I have always thought of musical notes as pieces of furniture that have to fit in a room. Just give me the room size and I will cram whatever furniture I can into it and try to make it look nice. I’m not the kind of person who usually measures first. I’m usually the personality that cuts things out to make them fit. An epiphany hit me the other day when I was talking with my daughter’s piano teacher. I confessed my inability to count rhythms in music, much to her surprise. That’s when she said something that really impacted me. She said, “Once you know the notes and their rhythms, you will read them and know exactly what they are supposed to do. Instead of you trying to guess and fit them into a measure, they will tell you their measurement.” LIGHT BULB!!!

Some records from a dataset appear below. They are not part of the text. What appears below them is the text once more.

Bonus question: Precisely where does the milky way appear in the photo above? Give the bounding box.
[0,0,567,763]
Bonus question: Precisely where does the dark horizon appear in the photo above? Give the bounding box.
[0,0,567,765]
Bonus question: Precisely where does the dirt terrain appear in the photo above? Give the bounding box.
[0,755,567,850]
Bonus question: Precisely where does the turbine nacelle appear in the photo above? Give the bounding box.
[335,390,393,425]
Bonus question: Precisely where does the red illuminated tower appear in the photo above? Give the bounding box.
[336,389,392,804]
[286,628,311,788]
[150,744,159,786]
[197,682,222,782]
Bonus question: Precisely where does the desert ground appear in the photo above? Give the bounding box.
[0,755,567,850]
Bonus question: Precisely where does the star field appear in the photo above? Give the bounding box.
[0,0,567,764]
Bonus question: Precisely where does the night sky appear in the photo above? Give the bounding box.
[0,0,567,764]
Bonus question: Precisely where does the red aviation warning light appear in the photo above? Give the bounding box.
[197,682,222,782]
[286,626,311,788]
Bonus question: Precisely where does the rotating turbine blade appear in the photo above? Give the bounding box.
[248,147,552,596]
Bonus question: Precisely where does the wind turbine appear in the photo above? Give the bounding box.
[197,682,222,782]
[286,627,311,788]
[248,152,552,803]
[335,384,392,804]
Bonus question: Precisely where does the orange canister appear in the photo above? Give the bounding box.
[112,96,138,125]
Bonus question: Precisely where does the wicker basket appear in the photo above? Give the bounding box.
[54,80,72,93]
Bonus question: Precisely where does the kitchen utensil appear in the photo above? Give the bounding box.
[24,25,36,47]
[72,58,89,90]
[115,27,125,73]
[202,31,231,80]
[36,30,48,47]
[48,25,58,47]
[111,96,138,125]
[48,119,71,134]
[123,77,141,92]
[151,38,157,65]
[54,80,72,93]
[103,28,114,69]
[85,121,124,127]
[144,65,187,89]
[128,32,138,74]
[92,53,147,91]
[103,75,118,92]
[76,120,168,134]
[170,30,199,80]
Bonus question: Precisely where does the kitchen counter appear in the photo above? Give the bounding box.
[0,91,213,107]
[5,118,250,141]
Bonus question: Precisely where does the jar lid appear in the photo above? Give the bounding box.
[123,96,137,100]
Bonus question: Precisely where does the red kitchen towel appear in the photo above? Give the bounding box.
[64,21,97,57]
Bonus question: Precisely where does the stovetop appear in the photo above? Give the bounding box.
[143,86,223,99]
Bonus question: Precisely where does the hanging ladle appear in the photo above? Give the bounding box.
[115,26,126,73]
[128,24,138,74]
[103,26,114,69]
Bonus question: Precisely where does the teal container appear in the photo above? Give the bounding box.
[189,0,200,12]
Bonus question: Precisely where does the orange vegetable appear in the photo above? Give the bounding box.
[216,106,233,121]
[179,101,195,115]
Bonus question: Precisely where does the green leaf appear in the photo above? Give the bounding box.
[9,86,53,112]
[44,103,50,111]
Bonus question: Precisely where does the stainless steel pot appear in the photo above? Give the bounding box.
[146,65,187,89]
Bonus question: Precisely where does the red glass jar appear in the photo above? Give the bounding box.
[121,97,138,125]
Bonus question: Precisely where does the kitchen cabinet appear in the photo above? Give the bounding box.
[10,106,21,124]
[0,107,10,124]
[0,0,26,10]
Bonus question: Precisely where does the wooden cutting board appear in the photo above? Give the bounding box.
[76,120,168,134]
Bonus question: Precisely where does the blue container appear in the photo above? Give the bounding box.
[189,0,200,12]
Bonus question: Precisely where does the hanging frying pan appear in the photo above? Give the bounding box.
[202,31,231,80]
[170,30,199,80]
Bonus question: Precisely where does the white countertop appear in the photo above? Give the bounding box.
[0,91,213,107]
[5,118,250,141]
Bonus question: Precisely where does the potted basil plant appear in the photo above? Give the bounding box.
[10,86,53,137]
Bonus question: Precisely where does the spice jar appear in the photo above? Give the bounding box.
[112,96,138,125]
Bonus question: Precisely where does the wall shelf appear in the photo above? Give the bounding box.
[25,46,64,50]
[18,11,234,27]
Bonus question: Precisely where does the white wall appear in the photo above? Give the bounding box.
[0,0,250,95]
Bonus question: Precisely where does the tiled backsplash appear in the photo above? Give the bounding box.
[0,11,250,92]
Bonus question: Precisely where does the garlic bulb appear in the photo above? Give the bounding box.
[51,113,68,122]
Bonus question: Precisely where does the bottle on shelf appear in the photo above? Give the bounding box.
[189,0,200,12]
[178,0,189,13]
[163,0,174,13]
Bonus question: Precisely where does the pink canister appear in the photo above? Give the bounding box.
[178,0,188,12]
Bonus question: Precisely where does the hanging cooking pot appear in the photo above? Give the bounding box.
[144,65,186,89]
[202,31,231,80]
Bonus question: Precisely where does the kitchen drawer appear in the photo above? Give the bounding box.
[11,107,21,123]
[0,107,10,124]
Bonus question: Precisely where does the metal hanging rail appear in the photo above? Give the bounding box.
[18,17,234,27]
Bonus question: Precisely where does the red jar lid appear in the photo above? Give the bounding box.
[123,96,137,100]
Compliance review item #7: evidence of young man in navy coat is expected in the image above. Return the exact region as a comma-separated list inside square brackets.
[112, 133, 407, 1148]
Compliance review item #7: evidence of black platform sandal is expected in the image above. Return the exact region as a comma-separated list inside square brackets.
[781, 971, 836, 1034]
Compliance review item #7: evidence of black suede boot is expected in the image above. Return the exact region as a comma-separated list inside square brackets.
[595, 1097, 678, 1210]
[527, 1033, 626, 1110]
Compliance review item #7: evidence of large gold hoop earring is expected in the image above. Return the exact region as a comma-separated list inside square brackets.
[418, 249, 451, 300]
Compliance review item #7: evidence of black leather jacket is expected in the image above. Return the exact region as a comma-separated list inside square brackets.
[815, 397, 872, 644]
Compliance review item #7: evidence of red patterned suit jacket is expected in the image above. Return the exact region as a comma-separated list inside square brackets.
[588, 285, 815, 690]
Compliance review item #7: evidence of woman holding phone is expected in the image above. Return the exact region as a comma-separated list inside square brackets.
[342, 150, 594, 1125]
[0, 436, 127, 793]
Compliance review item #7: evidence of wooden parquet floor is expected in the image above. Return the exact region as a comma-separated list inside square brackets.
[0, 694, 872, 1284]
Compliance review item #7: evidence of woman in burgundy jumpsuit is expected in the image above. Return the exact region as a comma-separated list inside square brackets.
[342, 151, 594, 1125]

Much like my relationship with notes and measures, I find many people view God in the same way. They have heard a lot of stuff about Him. They have enough knowledge to make them sound like they know Him, but their relationship with Him is really just a combination of rumors of Him combined with their own or other’s experiences. God is just a big room and they cram their furniture of knowledge about Him into it. The thought that they can know Him is a foreign thought. If our experiences and ideas about our God are what shape our image of Him, then we are actually the ones trying to define His character and intentions.
What is needed is the discipline of learning. You and I must read His Words that declare who He is. We must study His notes so that when we see them at work they define themselves and we are not left to create our own God. The fantastic news is that He gave us the ability and opportunity to do this. By reading His Word. The Bible tells us who God is and how He has revealed Himself. There is enough information in those 66 books to define the character and nature of God and His relationship with us so that we don’t have to make up our own versions.
So, guess what? I signed up for music lessons. I am learning to count rhythms, and honestly it makes me feel a little dumb and insecure. It isn’t easy for me, at least not yet, but I am encouraged by the fact that I can learn it and internalize it to the point that it will begin to tell me what it is. I am looking forward to knowing what fits in a measure of music and what doesn’t. I won’t have to saw off the legs to a piece of furniture to make it fit!
I want to do this in my walk with God as well. To be immersed enough in His Word that it tells me who He is, to not coast on what I know from others or even my own experiences, to live by His definitions–that is my goal. The good news is: He can be known!